Schulman v. Group Health Inc.

OPINION OF THE COURT

Per Curiam.

Judgment, entered on or about September 7, 2004, affirmed, without costs.

Defendant insurer’s primary contention on appeal, i.e., that this small claims action for reimbursement of medical expenses is precluded by Insurance Law § 4914 (b) (4) (A) (iv) is without merit. That same argument was raised and expressly rejected by the Appellate Division, Fourth Department, in Nenno v Blue Cross & Blue Shield of W.N.Y. (303 AD2d 930, 932 [2003], rearg denied 306 AD2d 960 [2003]), a decision binding on this court (see Mountain View Coach Lines v Storms, 102 AD2d 663 [1984]). Although section 4914 (b) (4) (A) (iv) provides that the determination of an external appeal agent shall be “binding on the plan and the insured,” the statute also provides that the external review agent’s determination shall be “admissible in any court proceeding.” (Insurance Law § 4914 [b] [4] [A] [v].) Moreover, Insurance Law § 4907 provides that “[t]he rights and remedies conferred [under] this article upon insureds and health care providers shall be cumulative and in addition to and not in lieu of any other rights or remedies available under law.” In order to harmonize the two sections, the provision making the external appeal agent’s determination binding must be construed to mean that it marks the end of any administrative appeal (see e.g. Matter of Vellios v IPRO, 1 Misc 3d 468 [2003]), and not as the dissent urges, to find that the determination constitutes prima facie evidence in any court proceeding.

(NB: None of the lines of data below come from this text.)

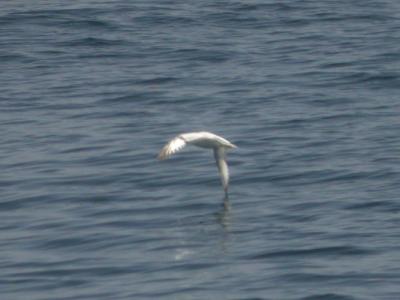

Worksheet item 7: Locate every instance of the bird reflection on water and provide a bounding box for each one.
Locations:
[216,195,231,230]
[173,195,233,261]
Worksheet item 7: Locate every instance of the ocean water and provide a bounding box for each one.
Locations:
[1,1,400,299]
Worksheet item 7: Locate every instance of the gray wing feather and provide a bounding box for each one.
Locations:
[158,137,186,160]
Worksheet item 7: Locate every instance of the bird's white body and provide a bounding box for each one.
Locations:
[158,132,236,195]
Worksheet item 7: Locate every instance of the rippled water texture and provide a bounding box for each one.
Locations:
[1,1,400,299]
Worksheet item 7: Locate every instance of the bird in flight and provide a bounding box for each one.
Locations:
[158,132,236,195]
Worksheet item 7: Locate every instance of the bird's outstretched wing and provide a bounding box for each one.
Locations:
[213,147,229,194]
[158,136,187,160]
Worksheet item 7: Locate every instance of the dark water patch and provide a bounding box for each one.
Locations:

As to the merits of plaintiffs claim, there is ample support in the record for the court’s determination that defendant failed to satisfy its burden of showing that plaintiffs claim fell within a policy exclusion (see Neuwirth v Blue Cross & Blue Shield of Greater N.Y., Blue Cross Assn., 62 NY2d 718, 719 [1984]). Plaintiff submitted competent medical evidence establishing that a bilateral mastectomy was necessary to eliminate his 17-year-old son’s gynecomastia, or enlarged breast, described by his medical expert as a “deformity,” which caused the son to suffer from emotional distress and depression, and inhibited his “psychosocial development.”

*92Defendant, for its part, without calling any medical expert to testify, merely relied upon the external appeal agent’s and its own prior determination that the surgical procedure was not medically necessary because plaintiff did not “document a significant functional problem secondary to the enlarged breasts.” This was insufficient to sustain its burden of showing that the policy’s exclusionary clause was applicable, particularly where its own documents indicated that it was “certainly reasonable that the patient has emotional distress from his breast size,” and in the absence of any policy definition of the term “functional defect.” In these circumstances, the trial court correctly construed the functional defect requirement “according to the precepts of common speech and the reasonable expectation and purpose of the ordinary individual” (see Simons v Blue Cross & Blue Shield of Greater N.Y., 144 AD2d 28, 33 [1989], lv denied 74 NY2d 603 [1989]).

The dissent articulates the issue raised as “whether plaintiff established that the surgical procedure was ‘medically necessary.’ ” (At 92.) However, since the case involved the applicability of an exclusionary clause in an insurance policy, the burden was ultimately on defendant to prove that it could invoke the policy exclusion to deny plaintiffs claim.

Nor is appellate intervention warranted merely because the medical necessity issue raised by defendant may be arguable. “[A] small claims judgment may not be overturned simply because the determination appealed from involves an arguable point on which an appellate court may differ; the deviation from substantive law must be readily apparent and the court’s determination clearly erroneous” (Schiffman v Deluxe Caterers of Shelter Rock, 100 AD2d 846, 846-847 [1984]). The record herein establishes that the trial court’s determination met the governing “substantial justice” standard (CCA 1804, 1807).